N1 Hyperscale Reference Design

A big part of what is defining the N1 Platform as an actual platform, is the fact that Arm is offering a full reference design with a set of IPs that is fully validated by Arm themselves.

Here we see three reference designs, a Neoverse N1 hyperscale design, which we’ll get into more detail shortly, an N1 edge design, and a Neoverse E1 edge design. Arm’s goals with the reference designs is to give vendors “sweet-spot” configuration options that they will then be able to implement with (relatively) minimal effort.

The N1 hyperscale design is what we’ll be covering in more detail as this represents Arm’s most cutting-edge and competitive product.

As covered on the previous page, at the heart we find the Neoverse N1 CPU in either 64 or 128 core configurations, integrated in a CMN-600 mesh network with either 64 or 128MB of SLC cache. We also see 128 lanes for PCIe 4 respectively CCIX interfaces which provide plenty of I/O bandwidth.

In terms of memory controllers, Arm employs 8x DD4 interfaces up to 3200MHz. Arm actually has abandoned development of its own memory controllers as customers in most cases opted for their own in-house designs or rather opted to choose IP from other third-party vendors such as Cadence or Synopsys. For the current reference designs Arm’s own DMC-520 was still up-to-date and a well-understood block for the company, although in the future newer memory controllers such as for DDR5 will have to rely on third-party IP. Naturally, the reference design targets the latest 7nm process node.

The physical implementation of the SoC would use replicable hierarchical building blocks for ease of design. A “CPU Tile” consists of the two N1 CPU cores, a slice/bank of the SLC cache as well as part of the CMN’s cross points and home-nodes. This CPU Tile is replicated to generate a “Super Tile”, what is added here is peripheral parts of the SoC such as I/O as well as memory controllers.
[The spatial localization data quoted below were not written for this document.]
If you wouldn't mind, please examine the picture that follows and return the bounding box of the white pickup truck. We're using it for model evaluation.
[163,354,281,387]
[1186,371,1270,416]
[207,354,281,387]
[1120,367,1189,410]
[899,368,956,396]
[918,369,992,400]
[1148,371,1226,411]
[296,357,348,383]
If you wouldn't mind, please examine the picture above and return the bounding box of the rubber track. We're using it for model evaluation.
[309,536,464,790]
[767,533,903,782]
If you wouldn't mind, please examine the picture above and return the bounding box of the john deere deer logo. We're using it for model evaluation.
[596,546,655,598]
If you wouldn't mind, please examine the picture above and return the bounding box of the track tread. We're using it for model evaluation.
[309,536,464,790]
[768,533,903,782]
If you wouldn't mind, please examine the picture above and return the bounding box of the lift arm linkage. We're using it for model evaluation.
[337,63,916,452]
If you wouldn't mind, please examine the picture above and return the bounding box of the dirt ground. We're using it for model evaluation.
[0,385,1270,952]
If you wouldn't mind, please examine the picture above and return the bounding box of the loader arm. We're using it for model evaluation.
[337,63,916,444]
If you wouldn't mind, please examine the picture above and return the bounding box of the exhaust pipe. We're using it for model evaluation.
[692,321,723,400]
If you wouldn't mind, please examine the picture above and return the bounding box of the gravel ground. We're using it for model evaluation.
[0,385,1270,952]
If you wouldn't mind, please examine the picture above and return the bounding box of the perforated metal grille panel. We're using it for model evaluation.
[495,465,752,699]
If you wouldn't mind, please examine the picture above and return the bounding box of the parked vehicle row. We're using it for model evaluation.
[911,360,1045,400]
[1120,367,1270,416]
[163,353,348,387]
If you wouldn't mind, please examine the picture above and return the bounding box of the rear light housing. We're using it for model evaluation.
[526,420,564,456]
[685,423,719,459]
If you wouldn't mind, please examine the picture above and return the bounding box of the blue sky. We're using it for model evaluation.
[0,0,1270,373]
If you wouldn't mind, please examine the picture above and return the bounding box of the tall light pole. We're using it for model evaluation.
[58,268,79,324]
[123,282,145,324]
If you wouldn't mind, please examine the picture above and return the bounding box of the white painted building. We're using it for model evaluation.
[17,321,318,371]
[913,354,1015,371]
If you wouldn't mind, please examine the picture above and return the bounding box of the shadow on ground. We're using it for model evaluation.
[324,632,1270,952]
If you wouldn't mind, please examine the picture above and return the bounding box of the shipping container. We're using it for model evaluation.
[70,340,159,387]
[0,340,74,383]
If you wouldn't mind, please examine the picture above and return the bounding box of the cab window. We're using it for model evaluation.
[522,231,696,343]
Finally, replicating the super tile in flipped and mirrored implementations results in the final top-level mesh that is to be implemented on the SoC.

Scaling the design to 128 cores doesn’t represent an issue for the IP, although we’ll be hitting some practical limits in terms of current generation technology. Arm’s 64 core N1 reference design with 64MB of cache on a 7nm process node would result in a die size a little under 400mm², which probably is on the higher end of what vendors would want to target in terms of manufacturability. To alleviate such concerns, Arm also took a page out of AMD’s book and floated the idea of chiplet designs, where each chiplet would communicate over CCIX links. Inherently it’s up to the vendor to decide how they’ll want to design their solution, and Arm provides the essential building blocks and flexibility to enable this.

SmartNIC integration capability is also an important aspect of the design and its flexibility. To maximise compute capacity in large scale system, having accelerated network connectivity is key in actually achieving high throughput in the densest (and efficient) form-factor possible.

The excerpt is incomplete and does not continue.